To evaluate tobacco smoking cessation interventions and cessation rates in the oncology population through a systematic review and meta-analysis.
The literature was searched using PubMed, Google Scholar, Medline, EMBASE, and the Cochrane Library (inception to October 2012) by 3 independent review authors.
Studies were included if they were randomized controlled trials (RCTs) or prospective cohort (PCs) studies evaluating tobacco smoking cessation interventions with patients assigned to a usual care or an intervention group. The primary outcome measure was smoking cessation rates. Two authors extracted data independently for each study. When applicable, disagreements were resolved by consensus.
The systematic review identified 10 RCTs and 3 PCs. Statistical analysis was conducted using StatsDirect software (Cheshire, UK). Pooled odds ratios (ORs) for smoking cessation interventions were calculated in 2 groups based on follow-up duration. The therapeutic interventions included counseling, nicotine replacement therapy, buproprion, and varenicline.
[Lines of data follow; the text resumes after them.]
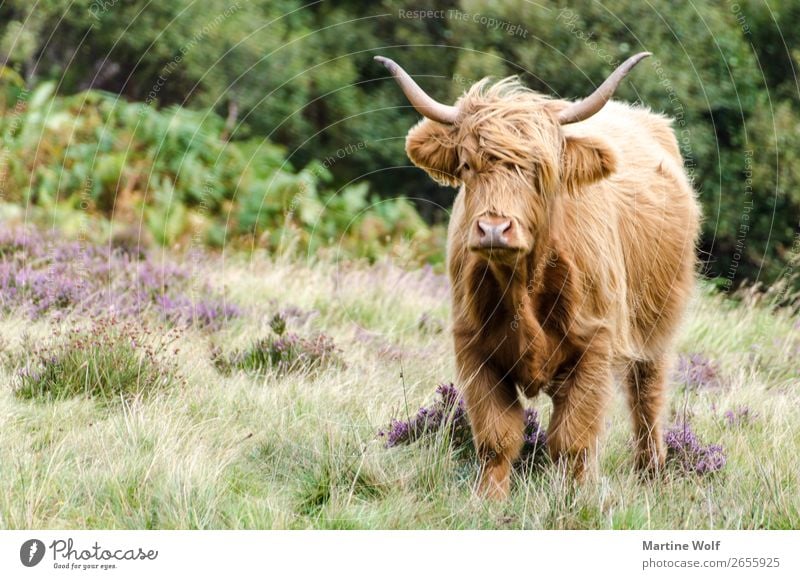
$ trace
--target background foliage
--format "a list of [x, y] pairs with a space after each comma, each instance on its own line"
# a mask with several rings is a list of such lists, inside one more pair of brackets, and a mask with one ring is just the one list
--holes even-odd
[[274, 247], [289, 230], [324, 245], [346, 231], [368, 254], [402, 238], [436, 261], [437, 234], [408, 203], [364, 212], [372, 195], [402, 196], [438, 222], [453, 196], [408, 166], [417, 115], [371, 57], [396, 58], [448, 101], [509, 74], [578, 97], [645, 49], [655, 57], [618, 96], [677, 119], [707, 273], [723, 287], [771, 282], [798, 256], [798, 17], [794, 0], [11, 0], [4, 196], [77, 206], [92, 179], [93, 209], [134, 208], [161, 242], [202, 231]]

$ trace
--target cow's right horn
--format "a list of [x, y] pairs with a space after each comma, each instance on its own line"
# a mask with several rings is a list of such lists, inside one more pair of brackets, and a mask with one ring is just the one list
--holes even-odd
[[388, 69], [397, 81], [397, 84], [400, 85], [403, 93], [405, 93], [408, 102], [417, 109], [419, 114], [432, 121], [444, 123], [446, 125], [452, 125], [456, 121], [456, 117], [458, 117], [457, 107], [443, 105], [433, 100], [424, 90], [419, 88], [419, 85], [414, 82], [414, 79], [391, 58], [376, 56], [375, 60]]

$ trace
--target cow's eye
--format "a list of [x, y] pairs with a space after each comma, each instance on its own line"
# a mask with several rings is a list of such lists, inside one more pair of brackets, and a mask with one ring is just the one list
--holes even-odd
[[462, 171], [469, 171], [469, 163], [461, 163], [461, 170]]

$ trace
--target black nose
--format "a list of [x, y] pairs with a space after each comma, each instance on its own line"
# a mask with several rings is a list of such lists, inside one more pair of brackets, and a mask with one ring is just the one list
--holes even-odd
[[499, 217], [478, 219], [478, 241], [481, 247], [508, 247], [511, 220]]

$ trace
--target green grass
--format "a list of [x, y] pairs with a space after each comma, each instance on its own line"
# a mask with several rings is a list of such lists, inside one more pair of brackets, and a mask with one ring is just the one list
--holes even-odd
[[[722, 444], [721, 472], [640, 480], [619, 392], [597, 481], [575, 485], [549, 466], [515, 475], [511, 498], [490, 503], [472, 493], [470, 453], [437, 443], [386, 449], [376, 436], [454, 377], [446, 289], [391, 266], [256, 257], [211, 264], [209, 275], [247, 315], [217, 332], [183, 332], [174, 338], [177, 353], [170, 346], [147, 368], [113, 341], [107, 350], [82, 350], [30, 396], [21, 395], [18, 373], [31, 344], [68, 342], [75, 322], [0, 321], [0, 527], [800, 526], [798, 320], [752, 296], [734, 304], [698, 295], [680, 351], [714, 360], [722, 386], [670, 392], [667, 422], [686, 414], [704, 442]], [[264, 362], [256, 372], [215, 366], [214, 352], [251, 351], [290, 304], [317, 315], [287, 318], [287, 331], [331, 336], [342, 363], [284, 371]], [[142, 324], [136, 331], [163, 337]], [[101, 379], [87, 382], [86, 368]], [[153, 372], [157, 387], [136, 395]], [[107, 384], [117, 384], [110, 394]], [[547, 399], [532, 404], [546, 423]], [[742, 406], [755, 420], [728, 426], [724, 411]]]
[[112, 403], [177, 388], [176, 371], [165, 359], [176, 339], [171, 331], [153, 340], [130, 322], [94, 320], [26, 356], [14, 392], [27, 400], [84, 396]]

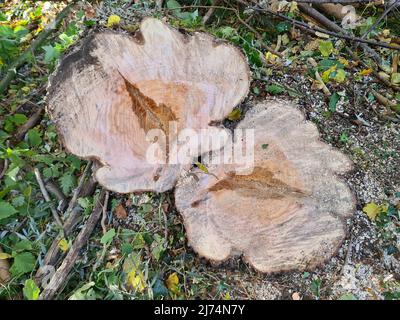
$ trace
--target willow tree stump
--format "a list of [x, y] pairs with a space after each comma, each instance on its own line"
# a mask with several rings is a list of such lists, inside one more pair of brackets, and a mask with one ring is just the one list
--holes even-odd
[[[145, 18], [134, 36], [96, 33], [64, 57], [50, 78], [48, 112], [71, 153], [103, 164], [95, 174], [101, 185], [121, 193], [163, 192], [182, 168], [169, 159], [175, 129], [199, 131], [223, 120], [247, 95], [249, 82], [237, 48]], [[149, 163], [152, 129], [167, 139], [157, 141]]]
[[255, 135], [250, 174], [210, 164], [212, 174], [192, 169], [178, 181], [175, 204], [189, 244], [212, 261], [243, 255], [262, 272], [321, 264], [338, 249], [354, 212], [354, 196], [337, 177], [351, 162], [287, 102], [253, 107], [238, 126], [244, 128]]

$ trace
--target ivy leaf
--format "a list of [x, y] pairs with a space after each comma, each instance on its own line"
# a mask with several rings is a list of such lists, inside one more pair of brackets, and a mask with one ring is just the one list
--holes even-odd
[[13, 216], [18, 211], [8, 202], [0, 201], [0, 220]]
[[398, 72], [393, 73], [391, 81], [393, 84], [400, 84], [400, 73], [398, 73]]
[[346, 80], [346, 71], [344, 71], [343, 69], [338, 69], [336, 71], [335, 80], [339, 83], [344, 82], [344, 80]]
[[25, 281], [22, 291], [28, 300], [37, 300], [39, 298], [40, 289], [32, 279]]
[[66, 172], [60, 178], [60, 185], [61, 185], [61, 189], [64, 192], [64, 194], [69, 194], [72, 187], [75, 185], [75, 176], [70, 172]]
[[338, 101], [340, 100], [340, 96], [337, 92], [331, 95], [331, 98], [329, 99], [329, 111], [330, 112], [335, 112], [336, 111], [336, 105]]
[[52, 63], [53, 61], [57, 60], [58, 57], [60, 56], [60, 51], [51, 45], [44, 46], [42, 47], [42, 49], [45, 51], [44, 63], [46, 64]]
[[35, 269], [36, 258], [30, 252], [22, 252], [14, 256], [14, 263], [10, 268], [14, 276], [19, 276]]
[[329, 57], [330, 54], [333, 52], [333, 44], [330, 41], [320, 41], [319, 42], [319, 51], [321, 52], [322, 56]]
[[100, 242], [104, 245], [110, 244], [115, 237], [115, 229], [108, 230], [102, 237]]

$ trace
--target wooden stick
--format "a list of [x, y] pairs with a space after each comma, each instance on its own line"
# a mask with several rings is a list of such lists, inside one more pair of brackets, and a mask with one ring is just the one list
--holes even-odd
[[[216, 6], [219, 4], [221, 0], [215, 0], [213, 1], [213, 6]], [[215, 11], [215, 7], [211, 7], [210, 9], [208, 9], [207, 13], [204, 15], [203, 17], [203, 24], [207, 24], [208, 20], [210, 20], [211, 16], [214, 14]]]
[[84, 227], [76, 237], [75, 242], [72, 245], [71, 249], [68, 251], [67, 256], [65, 257], [63, 263], [54, 273], [49, 284], [46, 286], [46, 288], [43, 289], [43, 292], [39, 295], [39, 300], [53, 299], [57, 294], [57, 292], [60, 290], [61, 286], [65, 283], [69, 273], [74, 267], [76, 259], [79, 256], [80, 250], [89, 240], [90, 235], [92, 234], [94, 228], [96, 227], [97, 222], [100, 219], [102, 213], [102, 201], [104, 199], [104, 196], [105, 196], [105, 190], [103, 189], [100, 192], [96, 206], [92, 214], [90, 215]]
[[[79, 194], [79, 197], [87, 197], [95, 191], [96, 187], [96, 181], [94, 179], [88, 179], [87, 182], [84, 184], [83, 188], [81, 189], [81, 193]], [[69, 237], [69, 235], [72, 233], [74, 230], [75, 226], [78, 224], [78, 222], [83, 218], [82, 215], [78, 214], [79, 211], [79, 206], [75, 206], [71, 214], [67, 217], [64, 223], [64, 237]], [[57, 237], [53, 240], [52, 244], [50, 245], [49, 249], [47, 250], [47, 253], [43, 259], [43, 266], [48, 266], [52, 265], [55, 266], [58, 262], [58, 259], [61, 256], [61, 250], [58, 247], [58, 243], [60, 242], [61, 237]], [[42, 277], [40, 273], [40, 269], [36, 273], [35, 276], [37, 279], [39, 279], [38, 283], [40, 282], [40, 279]]]
[[44, 182], [43, 182], [42, 177], [41, 177], [41, 175], [40, 175], [39, 169], [38, 169], [38, 168], [35, 168], [35, 169], [34, 169], [34, 173], [35, 173], [36, 181], [37, 181], [38, 184], [39, 184], [40, 191], [41, 191], [42, 194], [43, 194], [43, 198], [44, 198], [44, 200], [45, 200], [45, 201], [49, 204], [49, 206], [50, 206], [50, 210], [51, 210], [51, 213], [53, 214], [54, 220], [57, 222], [57, 224], [61, 227], [61, 229], [62, 229], [63, 232], [64, 232], [63, 223], [62, 223], [60, 217], [58, 216], [57, 210], [54, 208], [54, 205], [53, 205], [53, 203], [51, 202], [50, 196], [49, 196], [49, 194], [48, 194], [48, 192], [47, 192], [47, 190], [46, 190], [46, 187], [44, 186]]
[[14, 139], [16, 141], [21, 141], [25, 134], [34, 126], [36, 126], [40, 119], [42, 119], [43, 110], [44, 106], [39, 107], [39, 109], [28, 119], [28, 121], [18, 128], [14, 135]]
[[45, 187], [52, 195], [54, 195], [58, 199], [58, 209], [59, 211], [63, 212], [65, 210], [65, 207], [67, 206], [68, 200], [60, 187], [52, 180], [46, 181]]
[[71, 201], [68, 204], [67, 211], [65, 212], [65, 215], [68, 217], [68, 215], [71, 213], [72, 209], [75, 207], [76, 201], [78, 200], [78, 196], [83, 188], [83, 184], [86, 180], [86, 178], [89, 176], [90, 171], [92, 169], [92, 161], [88, 161], [85, 170], [82, 173], [81, 178], [79, 179], [78, 186], [76, 187], [74, 194], [72, 195]]
[[38, 37], [32, 42], [30, 47], [26, 49], [18, 58], [14, 61], [9, 67], [5, 77], [0, 81], [0, 94], [2, 94], [10, 84], [11, 80], [14, 79], [17, 74], [17, 69], [21, 67], [30, 57], [31, 54], [34, 54], [36, 49], [42, 46], [43, 42], [47, 39], [47, 37], [52, 34], [55, 30], [57, 30], [58, 26], [64, 20], [64, 18], [68, 15], [71, 8], [75, 4], [75, 0], [72, 1], [69, 5], [67, 5], [56, 17], [56, 19], [46, 26], [46, 28], [38, 35]]

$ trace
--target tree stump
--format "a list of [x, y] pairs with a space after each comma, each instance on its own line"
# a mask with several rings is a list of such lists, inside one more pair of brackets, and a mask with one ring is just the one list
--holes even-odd
[[234, 46], [145, 18], [134, 36], [95, 33], [62, 58], [50, 78], [47, 111], [71, 153], [102, 164], [95, 173], [101, 185], [163, 192], [184, 167], [169, 158], [176, 131], [199, 132], [223, 120], [246, 97], [249, 82], [246, 58]]
[[175, 204], [189, 244], [216, 262], [243, 255], [262, 272], [321, 264], [338, 249], [355, 209], [337, 176], [351, 162], [321, 142], [315, 125], [287, 102], [256, 105], [238, 125], [244, 128], [254, 129], [252, 172], [207, 165], [205, 156], [211, 174], [195, 168], [178, 181]]

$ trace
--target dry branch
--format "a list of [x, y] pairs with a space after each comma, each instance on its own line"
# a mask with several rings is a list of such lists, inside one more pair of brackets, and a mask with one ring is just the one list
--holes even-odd
[[53, 215], [54, 220], [56, 221], [56, 223], [59, 225], [59, 227], [64, 232], [63, 222], [61, 221], [56, 208], [54, 208], [53, 202], [50, 199], [49, 193], [47, 192], [44, 182], [42, 180], [42, 177], [40, 175], [39, 169], [35, 168], [34, 172], [35, 172], [36, 181], [39, 184], [39, 188], [40, 188], [40, 191], [42, 192], [43, 198], [49, 204], [50, 211]]
[[102, 190], [97, 199], [97, 203], [95, 208], [93, 209], [92, 214], [86, 221], [82, 230], [79, 232], [78, 236], [75, 239], [74, 244], [68, 251], [63, 263], [57, 269], [55, 274], [52, 276], [49, 284], [46, 288], [43, 289], [43, 292], [40, 294], [40, 300], [51, 300], [55, 297], [57, 292], [61, 289], [62, 285], [65, 283], [70, 271], [74, 267], [76, 259], [79, 256], [80, 250], [89, 240], [90, 235], [92, 234], [97, 222], [100, 219], [102, 213], [102, 201], [104, 199], [105, 191]]
[[14, 135], [16, 141], [21, 141], [25, 137], [25, 134], [39, 123], [40, 119], [42, 119], [43, 111], [43, 106], [38, 107], [38, 110], [28, 119], [28, 121], [18, 128]]

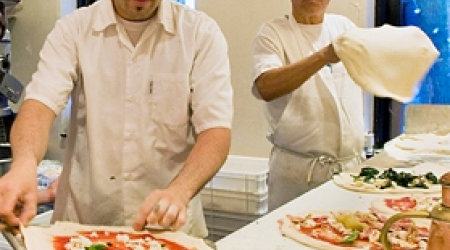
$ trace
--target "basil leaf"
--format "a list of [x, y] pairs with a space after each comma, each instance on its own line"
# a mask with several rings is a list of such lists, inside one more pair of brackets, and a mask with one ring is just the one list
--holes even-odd
[[342, 243], [352, 244], [353, 242], [355, 242], [355, 240], [358, 239], [358, 236], [359, 236], [359, 231], [353, 230], [349, 235], [344, 237], [344, 239], [342, 240]]
[[85, 250], [105, 250], [106, 246], [103, 244], [92, 244], [89, 247], [85, 247]]

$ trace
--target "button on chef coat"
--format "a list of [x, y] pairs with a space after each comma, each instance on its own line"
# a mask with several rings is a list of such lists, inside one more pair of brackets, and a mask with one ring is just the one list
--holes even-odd
[[[109, 0], [58, 21], [25, 97], [59, 114], [71, 96], [54, 220], [130, 225], [183, 166], [192, 129], [230, 128], [227, 52], [216, 22], [169, 0], [135, 47]], [[205, 236], [191, 205], [186, 231]]]

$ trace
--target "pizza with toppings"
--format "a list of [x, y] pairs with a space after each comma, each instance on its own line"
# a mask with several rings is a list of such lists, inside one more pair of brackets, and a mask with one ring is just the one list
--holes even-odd
[[439, 174], [425, 170], [415, 172], [363, 167], [359, 173], [336, 174], [333, 181], [345, 189], [367, 193], [440, 193]]
[[[321, 250], [383, 250], [380, 233], [386, 218], [359, 211], [305, 212], [280, 220], [281, 233]], [[425, 250], [429, 228], [404, 219], [395, 223], [388, 239], [395, 250]]]
[[212, 250], [203, 240], [182, 232], [134, 231], [57, 222], [22, 228], [27, 250]]
[[[433, 195], [411, 195], [402, 197], [378, 197], [372, 200], [371, 210], [386, 217], [391, 217], [396, 213], [409, 211], [431, 210], [442, 202], [441, 196]], [[429, 225], [428, 219], [413, 219], [416, 223]]]

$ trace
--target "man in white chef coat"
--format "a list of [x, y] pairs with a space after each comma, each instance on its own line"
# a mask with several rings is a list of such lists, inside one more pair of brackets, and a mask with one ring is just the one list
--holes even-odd
[[291, 2], [292, 14], [263, 24], [254, 44], [252, 91], [273, 144], [270, 210], [363, 157], [363, 91], [330, 44], [355, 24], [325, 14], [330, 0]]
[[53, 220], [205, 237], [197, 193], [228, 155], [232, 120], [217, 23], [170, 0], [103, 0], [58, 21], [40, 56], [12, 129], [0, 217], [35, 215], [36, 167], [70, 96]]

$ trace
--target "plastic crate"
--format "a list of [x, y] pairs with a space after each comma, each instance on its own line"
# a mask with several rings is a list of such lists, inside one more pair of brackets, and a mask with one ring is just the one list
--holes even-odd
[[262, 193], [248, 193], [204, 188], [200, 194], [206, 209], [253, 215], [268, 211], [267, 189]]
[[245, 193], [267, 190], [269, 164], [267, 158], [230, 155], [206, 188]]
[[[208, 239], [212, 242], [216, 242], [218, 240], [221, 240], [225, 236], [228, 236], [231, 233], [232, 233], [232, 231], [228, 231], [228, 230], [222, 230], [222, 229], [218, 229], [218, 228], [208, 228], [208, 237], [206, 237], [206, 239]], [[0, 249], [0, 250], [2, 250], [2, 249]]]
[[208, 228], [229, 232], [234, 232], [261, 217], [261, 215], [222, 212], [210, 209], [205, 209], [204, 214]]

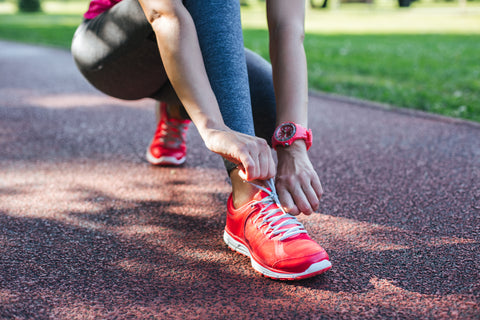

Smoking cessation interventions had a pooled odds ratio of 1.54 (95% confidence interval [CI], 0.909-2.64) for patients in the shorter follow-up group and 1.31 (95% CI, 0.931-1.84) in the longer follow-up group. Smoking cessation interventions in the perioperative period had a pooled odds ratio of 2.31 (95% CI, 1.32-4.07).
Our systematic review and meta-analysis demonstrate that tobacco cessation interventions in the oncology population, in both the short-term and long-term follow-up groups, do not significantly affect cessation rates. The perioperative period, though, may represent an important teachable moment with regard to smoking cessation.